Daphne Maritch is going through a rough patch. She’s 31 and freshly divorced (after a whirlwind romance…and even shorter marriage). Her recently widowed father is also struggling, so, in an effort to support each other and make a fresh start, the two decide to move to New York to see what new adventures await them.
While unpacking boxes, Daphne uncovers a yearbook her late mother left to her in her will. It’s very worn, with all kinds of, hm, colorful notes written in the margins. It’s no secret that June Maritch was one of the most popular teachers at the high school where she taught many years back. In fact, this particular yearbook was even dedicated to her. But Daphne isn’t the sentimental type, so she throws it away. Unfortunately for her, it falls into the hands of her nosy neighbor (and aspiring documentary film maker) Geneva, who concludes that the yearbook is full of untapped drama and decides to further investigate June and her relationships with her former students. Drama, predictably, ensues.
This book has such an interesting premise, and I was so looking forward to reading it. Unfortunately, between the wholly unsympathetic characters and unbelievable plot twists, I had a hard time connecting with it. I wanted to be on Daphne’s side, but man-oh-man, the girl sure can whine. Even over the smallest grievances, she works herself up into an adolescent tizzy. She’s moody, quick-tempered, and lazy, and I just couldn’t get past her unfailing ability to demonstrate a complete lack of common sense in nearly every quasi-problematic situation. Her steamy, dreamy, younger neighbor, Jeremy, admittedly does provide a refreshing foil to her predictably dramatic outbursts. I enjoyed reading the back and forth between the two of them. I only wish Jeremy had a stronger presence in the story.
There are, however, two bright and shining characters who I absolutely loved: Daphne’s father and her (now deceased) mother. Her father is grounded, sweet, and relatable. And her mother. Wow, I wish the whole book had been about her.

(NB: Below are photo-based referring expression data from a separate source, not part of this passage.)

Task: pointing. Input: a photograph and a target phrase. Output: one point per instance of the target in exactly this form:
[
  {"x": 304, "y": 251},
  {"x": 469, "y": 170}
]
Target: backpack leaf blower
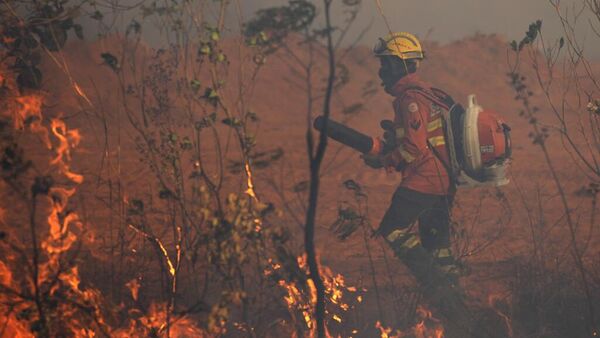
[{"x": 355, "y": 139}]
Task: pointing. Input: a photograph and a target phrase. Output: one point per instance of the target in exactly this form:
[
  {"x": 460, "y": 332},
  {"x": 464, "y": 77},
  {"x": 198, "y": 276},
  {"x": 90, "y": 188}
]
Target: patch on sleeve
[{"x": 413, "y": 107}]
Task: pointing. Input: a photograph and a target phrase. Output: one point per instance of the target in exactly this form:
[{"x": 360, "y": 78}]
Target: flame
[
  {"x": 427, "y": 327},
  {"x": 250, "y": 191},
  {"x": 302, "y": 299},
  {"x": 68, "y": 139},
  {"x": 134, "y": 286}
]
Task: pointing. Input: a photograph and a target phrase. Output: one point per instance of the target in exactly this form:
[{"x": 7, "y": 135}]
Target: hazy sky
[{"x": 447, "y": 20}]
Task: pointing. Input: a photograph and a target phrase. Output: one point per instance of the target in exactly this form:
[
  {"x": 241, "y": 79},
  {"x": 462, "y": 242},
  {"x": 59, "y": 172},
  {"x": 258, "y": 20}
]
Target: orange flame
[
  {"x": 68, "y": 139},
  {"x": 427, "y": 327},
  {"x": 302, "y": 299}
]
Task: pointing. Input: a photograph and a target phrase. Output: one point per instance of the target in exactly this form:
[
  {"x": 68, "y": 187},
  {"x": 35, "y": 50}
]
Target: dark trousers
[{"x": 432, "y": 212}]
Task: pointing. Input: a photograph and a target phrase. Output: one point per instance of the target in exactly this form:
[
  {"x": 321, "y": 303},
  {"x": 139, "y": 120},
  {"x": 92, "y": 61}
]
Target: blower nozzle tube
[{"x": 348, "y": 136}]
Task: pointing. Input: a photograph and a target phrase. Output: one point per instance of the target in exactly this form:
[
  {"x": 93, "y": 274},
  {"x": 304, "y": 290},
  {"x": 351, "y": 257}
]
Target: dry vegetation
[{"x": 165, "y": 192}]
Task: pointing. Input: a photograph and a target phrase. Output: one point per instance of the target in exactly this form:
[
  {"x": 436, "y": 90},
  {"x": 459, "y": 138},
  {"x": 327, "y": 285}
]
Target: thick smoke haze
[{"x": 444, "y": 20}]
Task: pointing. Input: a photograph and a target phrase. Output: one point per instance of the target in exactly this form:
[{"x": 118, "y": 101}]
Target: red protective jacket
[{"x": 418, "y": 120}]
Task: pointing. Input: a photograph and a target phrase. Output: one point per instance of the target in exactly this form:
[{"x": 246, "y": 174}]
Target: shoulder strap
[{"x": 438, "y": 96}]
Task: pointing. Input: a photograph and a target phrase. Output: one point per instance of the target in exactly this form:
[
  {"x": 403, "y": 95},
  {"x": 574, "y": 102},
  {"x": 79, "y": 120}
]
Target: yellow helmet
[{"x": 403, "y": 45}]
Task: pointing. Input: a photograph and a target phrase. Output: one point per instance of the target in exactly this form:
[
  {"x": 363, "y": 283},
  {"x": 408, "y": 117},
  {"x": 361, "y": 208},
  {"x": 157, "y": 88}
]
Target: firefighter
[{"x": 426, "y": 192}]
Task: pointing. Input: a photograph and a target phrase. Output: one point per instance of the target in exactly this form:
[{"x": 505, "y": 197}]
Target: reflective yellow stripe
[
  {"x": 437, "y": 141},
  {"x": 435, "y": 124},
  {"x": 442, "y": 253},
  {"x": 399, "y": 132},
  {"x": 395, "y": 235},
  {"x": 405, "y": 155}
]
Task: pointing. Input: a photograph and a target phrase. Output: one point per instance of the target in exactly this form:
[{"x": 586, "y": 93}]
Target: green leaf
[
  {"x": 195, "y": 84},
  {"x": 78, "y": 31},
  {"x": 204, "y": 49},
  {"x": 111, "y": 61},
  {"x": 97, "y": 15}
]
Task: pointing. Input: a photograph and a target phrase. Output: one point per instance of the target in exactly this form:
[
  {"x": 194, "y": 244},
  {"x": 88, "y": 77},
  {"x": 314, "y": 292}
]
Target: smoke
[{"x": 437, "y": 20}]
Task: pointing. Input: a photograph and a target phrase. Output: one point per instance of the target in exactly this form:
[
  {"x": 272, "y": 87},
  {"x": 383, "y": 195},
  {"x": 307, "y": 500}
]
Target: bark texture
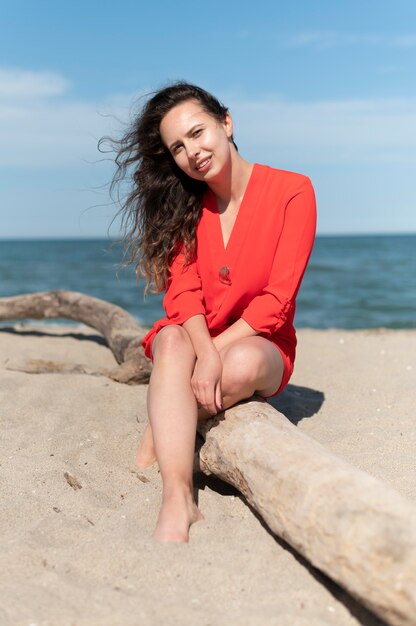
[
  {"x": 121, "y": 331},
  {"x": 357, "y": 530}
]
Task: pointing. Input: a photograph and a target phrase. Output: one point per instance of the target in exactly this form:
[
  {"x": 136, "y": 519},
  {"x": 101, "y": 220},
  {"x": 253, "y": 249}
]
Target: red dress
[{"x": 257, "y": 276}]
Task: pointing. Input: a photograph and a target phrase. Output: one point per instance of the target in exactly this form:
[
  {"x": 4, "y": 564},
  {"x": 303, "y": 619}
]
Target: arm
[
  {"x": 183, "y": 297},
  {"x": 206, "y": 377},
  {"x": 268, "y": 311},
  {"x": 184, "y": 305}
]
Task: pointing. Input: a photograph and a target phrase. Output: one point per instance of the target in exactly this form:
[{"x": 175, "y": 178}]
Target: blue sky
[{"x": 324, "y": 88}]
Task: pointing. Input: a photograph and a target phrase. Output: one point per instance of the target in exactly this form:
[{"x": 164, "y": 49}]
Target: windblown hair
[{"x": 162, "y": 210}]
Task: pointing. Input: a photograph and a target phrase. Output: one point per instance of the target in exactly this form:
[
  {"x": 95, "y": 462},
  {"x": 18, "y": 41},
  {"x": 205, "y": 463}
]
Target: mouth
[{"x": 203, "y": 164}]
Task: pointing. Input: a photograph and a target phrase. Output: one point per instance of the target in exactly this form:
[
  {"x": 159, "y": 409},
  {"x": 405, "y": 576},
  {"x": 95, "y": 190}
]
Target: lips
[{"x": 202, "y": 164}]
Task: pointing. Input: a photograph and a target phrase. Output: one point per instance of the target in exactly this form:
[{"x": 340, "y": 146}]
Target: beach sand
[{"x": 77, "y": 516}]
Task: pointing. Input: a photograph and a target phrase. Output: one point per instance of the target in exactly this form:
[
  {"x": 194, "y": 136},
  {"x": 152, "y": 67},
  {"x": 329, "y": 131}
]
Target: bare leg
[
  {"x": 146, "y": 454},
  {"x": 235, "y": 386},
  {"x": 172, "y": 411}
]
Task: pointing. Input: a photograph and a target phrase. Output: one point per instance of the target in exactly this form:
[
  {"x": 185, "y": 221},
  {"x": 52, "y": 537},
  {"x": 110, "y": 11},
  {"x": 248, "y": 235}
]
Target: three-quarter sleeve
[
  {"x": 269, "y": 310},
  {"x": 183, "y": 297}
]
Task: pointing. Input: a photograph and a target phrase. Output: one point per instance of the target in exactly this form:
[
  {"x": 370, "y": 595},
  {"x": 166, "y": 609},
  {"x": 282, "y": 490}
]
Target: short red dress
[{"x": 257, "y": 276}]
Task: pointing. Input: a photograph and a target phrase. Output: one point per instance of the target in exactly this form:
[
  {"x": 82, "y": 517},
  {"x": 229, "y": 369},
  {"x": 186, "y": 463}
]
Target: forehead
[{"x": 181, "y": 118}]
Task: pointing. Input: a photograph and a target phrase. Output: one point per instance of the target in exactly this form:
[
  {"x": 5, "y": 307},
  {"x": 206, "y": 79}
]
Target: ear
[{"x": 228, "y": 125}]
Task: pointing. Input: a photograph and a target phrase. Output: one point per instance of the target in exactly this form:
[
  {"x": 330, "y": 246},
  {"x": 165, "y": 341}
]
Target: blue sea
[{"x": 351, "y": 281}]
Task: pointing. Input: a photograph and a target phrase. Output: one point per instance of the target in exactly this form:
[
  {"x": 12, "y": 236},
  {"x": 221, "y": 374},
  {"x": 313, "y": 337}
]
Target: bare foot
[
  {"x": 146, "y": 456},
  {"x": 176, "y": 516}
]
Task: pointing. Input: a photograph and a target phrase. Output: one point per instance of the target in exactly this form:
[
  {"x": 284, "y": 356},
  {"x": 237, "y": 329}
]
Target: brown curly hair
[{"x": 162, "y": 210}]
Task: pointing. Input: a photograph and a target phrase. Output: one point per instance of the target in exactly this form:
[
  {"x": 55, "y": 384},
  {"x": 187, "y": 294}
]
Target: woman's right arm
[{"x": 184, "y": 305}]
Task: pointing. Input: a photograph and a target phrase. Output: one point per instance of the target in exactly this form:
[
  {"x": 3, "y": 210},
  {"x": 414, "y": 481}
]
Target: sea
[{"x": 351, "y": 282}]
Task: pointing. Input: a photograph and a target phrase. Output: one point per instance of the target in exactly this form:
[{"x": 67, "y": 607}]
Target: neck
[{"x": 233, "y": 182}]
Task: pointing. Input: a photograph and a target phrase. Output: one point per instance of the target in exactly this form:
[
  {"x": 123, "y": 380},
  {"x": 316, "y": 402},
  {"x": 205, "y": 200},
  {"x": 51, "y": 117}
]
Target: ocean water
[{"x": 351, "y": 281}]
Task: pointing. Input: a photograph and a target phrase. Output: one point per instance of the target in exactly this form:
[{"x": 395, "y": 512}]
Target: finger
[
  {"x": 218, "y": 398},
  {"x": 208, "y": 400}
]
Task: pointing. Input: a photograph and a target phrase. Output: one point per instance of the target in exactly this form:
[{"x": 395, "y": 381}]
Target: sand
[{"x": 77, "y": 516}]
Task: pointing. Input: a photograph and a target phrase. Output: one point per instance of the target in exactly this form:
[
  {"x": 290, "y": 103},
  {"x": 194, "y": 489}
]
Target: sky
[{"x": 325, "y": 88}]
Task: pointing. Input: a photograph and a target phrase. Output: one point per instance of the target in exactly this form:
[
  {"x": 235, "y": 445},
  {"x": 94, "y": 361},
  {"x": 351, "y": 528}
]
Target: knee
[
  {"x": 241, "y": 365},
  {"x": 171, "y": 340}
]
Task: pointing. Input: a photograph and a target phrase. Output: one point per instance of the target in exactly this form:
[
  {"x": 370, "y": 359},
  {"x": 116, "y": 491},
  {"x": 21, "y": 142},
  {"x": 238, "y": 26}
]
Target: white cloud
[
  {"x": 351, "y": 131},
  {"x": 18, "y": 84},
  {"x": 48, "y": 132},
  {"x": 40, "y": 131}
]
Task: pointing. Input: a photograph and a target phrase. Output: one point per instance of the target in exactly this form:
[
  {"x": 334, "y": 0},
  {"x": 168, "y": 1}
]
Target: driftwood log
[
  {"x": 121, "y": 331},
  {"x": 357, "y": 530}
]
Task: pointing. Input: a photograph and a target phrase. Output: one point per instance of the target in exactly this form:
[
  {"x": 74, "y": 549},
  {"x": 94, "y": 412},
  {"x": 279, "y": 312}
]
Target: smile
[{"x": 203, "y": 164}]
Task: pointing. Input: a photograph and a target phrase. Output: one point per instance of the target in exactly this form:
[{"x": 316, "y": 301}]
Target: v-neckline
[{"x": 238, "y": 220}]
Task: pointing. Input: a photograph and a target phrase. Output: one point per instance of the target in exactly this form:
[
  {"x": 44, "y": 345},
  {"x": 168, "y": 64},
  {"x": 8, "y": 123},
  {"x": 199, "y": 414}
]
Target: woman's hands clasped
[{"x": 206, "y": 381}]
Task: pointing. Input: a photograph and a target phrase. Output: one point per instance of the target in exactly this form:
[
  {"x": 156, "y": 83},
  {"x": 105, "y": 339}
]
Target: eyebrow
[{"x": 190, "y": 131}]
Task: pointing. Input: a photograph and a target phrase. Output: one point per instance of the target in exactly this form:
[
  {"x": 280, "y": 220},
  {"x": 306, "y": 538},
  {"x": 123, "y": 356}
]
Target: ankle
[{"x": 177, "y": 490}]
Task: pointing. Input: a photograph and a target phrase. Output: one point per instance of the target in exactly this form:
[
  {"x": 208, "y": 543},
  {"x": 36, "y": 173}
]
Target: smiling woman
[{"x": 228, "y": 241}]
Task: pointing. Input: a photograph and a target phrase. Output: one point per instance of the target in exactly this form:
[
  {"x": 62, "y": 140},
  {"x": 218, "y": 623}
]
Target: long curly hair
[{"x": 162, "y": 209}]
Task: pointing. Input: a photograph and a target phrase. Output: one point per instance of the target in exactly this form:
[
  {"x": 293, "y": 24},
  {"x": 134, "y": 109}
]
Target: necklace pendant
[{"x": 224, "y": 275}]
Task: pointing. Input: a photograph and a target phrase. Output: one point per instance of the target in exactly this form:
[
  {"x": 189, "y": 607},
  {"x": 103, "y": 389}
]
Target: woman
[{"x": 228, "y": 241}]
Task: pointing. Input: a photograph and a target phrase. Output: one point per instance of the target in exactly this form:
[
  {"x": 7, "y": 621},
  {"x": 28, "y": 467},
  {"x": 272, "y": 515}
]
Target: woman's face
[{"x": 197, "y": 141}]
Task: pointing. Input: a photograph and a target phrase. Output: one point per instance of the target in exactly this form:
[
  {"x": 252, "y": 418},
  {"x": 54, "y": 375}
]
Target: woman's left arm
[{"x": 268, "y": 311}]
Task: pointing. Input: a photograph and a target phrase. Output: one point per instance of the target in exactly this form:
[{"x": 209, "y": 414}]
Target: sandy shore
[{"x": 77, "y": 516}]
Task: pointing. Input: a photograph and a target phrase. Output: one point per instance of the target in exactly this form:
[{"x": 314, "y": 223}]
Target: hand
[{"x": 206, "y": 381}]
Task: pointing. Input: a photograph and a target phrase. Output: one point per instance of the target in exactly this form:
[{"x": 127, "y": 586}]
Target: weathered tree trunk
[
  {"x": 121, "y": 331},
  {"x": 348, "y": 524}
]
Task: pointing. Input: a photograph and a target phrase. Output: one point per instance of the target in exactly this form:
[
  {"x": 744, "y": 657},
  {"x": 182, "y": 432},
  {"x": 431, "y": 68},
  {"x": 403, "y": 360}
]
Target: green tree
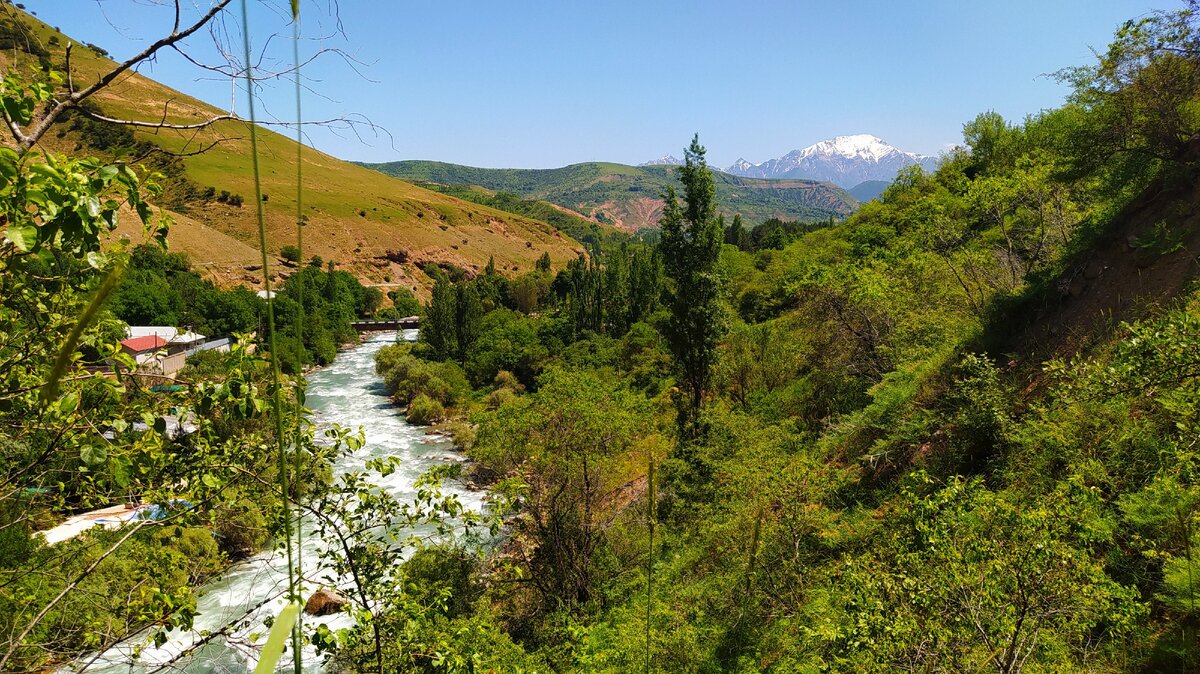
[
  {"x": 468, "y": 313},
  {"x": 439, "y": 329},
  {"x": 691, "y": 247}
]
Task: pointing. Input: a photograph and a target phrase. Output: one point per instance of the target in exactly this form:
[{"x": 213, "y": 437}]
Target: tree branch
[{"x": 25, "y": 142}]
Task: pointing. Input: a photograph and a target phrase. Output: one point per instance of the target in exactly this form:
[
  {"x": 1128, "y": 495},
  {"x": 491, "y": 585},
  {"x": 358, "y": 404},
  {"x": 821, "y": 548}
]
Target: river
[{"x": 347, "y": 392}]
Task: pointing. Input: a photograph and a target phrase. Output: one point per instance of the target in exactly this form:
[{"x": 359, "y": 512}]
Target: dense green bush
[{"x": 424, "y": 410}]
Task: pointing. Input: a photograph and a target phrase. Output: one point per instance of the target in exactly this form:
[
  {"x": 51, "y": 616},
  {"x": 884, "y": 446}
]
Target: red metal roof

I wanted to know more of her story, even up until the end. She comes across as smart, mysterious, beguiling. I wish I could have peeled back the layers of her life more fully.
Despite my grievances with Good Riddance, I still zipped through it in no time. It’s a light and fluffy story, and even though it didn’t deliver as well as it could have, I never considered not finishing it. This is one of those books you pick up at the airport, read for a few hours on the plane, and never think about again. It’s not a life-changing book, but it’s enjoyable in its way.
Big thank you to Edelweiss and Houghton Mifflin Harcourt for the ARC!